2. Pharmacologic therapy
Behavioral interventions are the first choice for the treatment of pediatric insomnia, and medication should be used in combination with nonpharmacological strategies, especially in typically developing young children [35]. Specific pharmacological agents are classified into antihistamines, melatonin, melatonin receptor agonists, benzodiazepines, nonbenzodiazepines, alpha-agonists, and atypical antidepressants. Melatonin is mainly used in patients with attention-deficit/hyperactivity disorder (ADHD), autism spectrum disorders (ASD), and other neurodevelopmental disabilities. Studies have shown that melatonin reduces the sleep-onset delay and increases total sleep duration in these patients (reported doses for melatonin: 3–6 mg per night for ADHD group, 1–3 mg for children with ASD, and a dose range of 0.5–10 mg for children with special needs) [36-38].

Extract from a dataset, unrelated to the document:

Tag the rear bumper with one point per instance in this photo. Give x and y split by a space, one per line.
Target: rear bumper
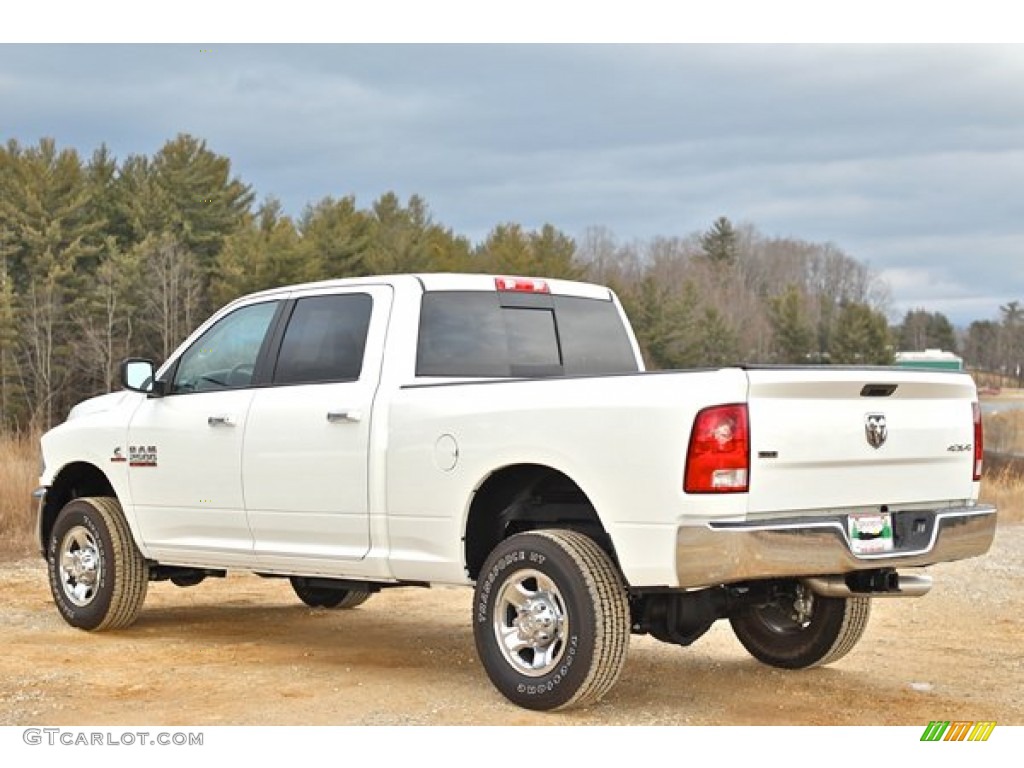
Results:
715 553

Outcomes and long-term effects of behavioral interventions
Many parents worry about the harmful effects of ignoring their child’s nighttime crying on their emotion and development. It is important to emphasize to parents that most behavioral sleep interventions involve some level of infant protest and that no published studies show such adverse effects [29]. Several randomized studies showed that behavioral sleep treatments do not lead to later emotional and behavioral problems or negative impacts on the parent-child relationship [25] at 5-year follow-up [39]. To the contrary, a longitudinal study showed that, in the condition of no sleep intervention, sleep problems (short sleep duration [≤10 hours], and frequent nocturnal awakenings [≥3 times]) at 18 months predicted a later incidence of emotional and behavioral problems at 5 years [40].
Conclusions
Behavioral treatments for young children result in significant improvements in sleep-onset latency and night waking without later causing emotional problems or negatively affecting the parent-child relationship. Parent education about a child’s sleep and sleep hygiene is essential for treatment. Teaching parents within busy clinic time is challenging. Consultation with a clinical psychologist or trained nurse practitioner is needed to educate and support parents in this area.
Notes
No potential conflicts of interest relevant to this article are reported.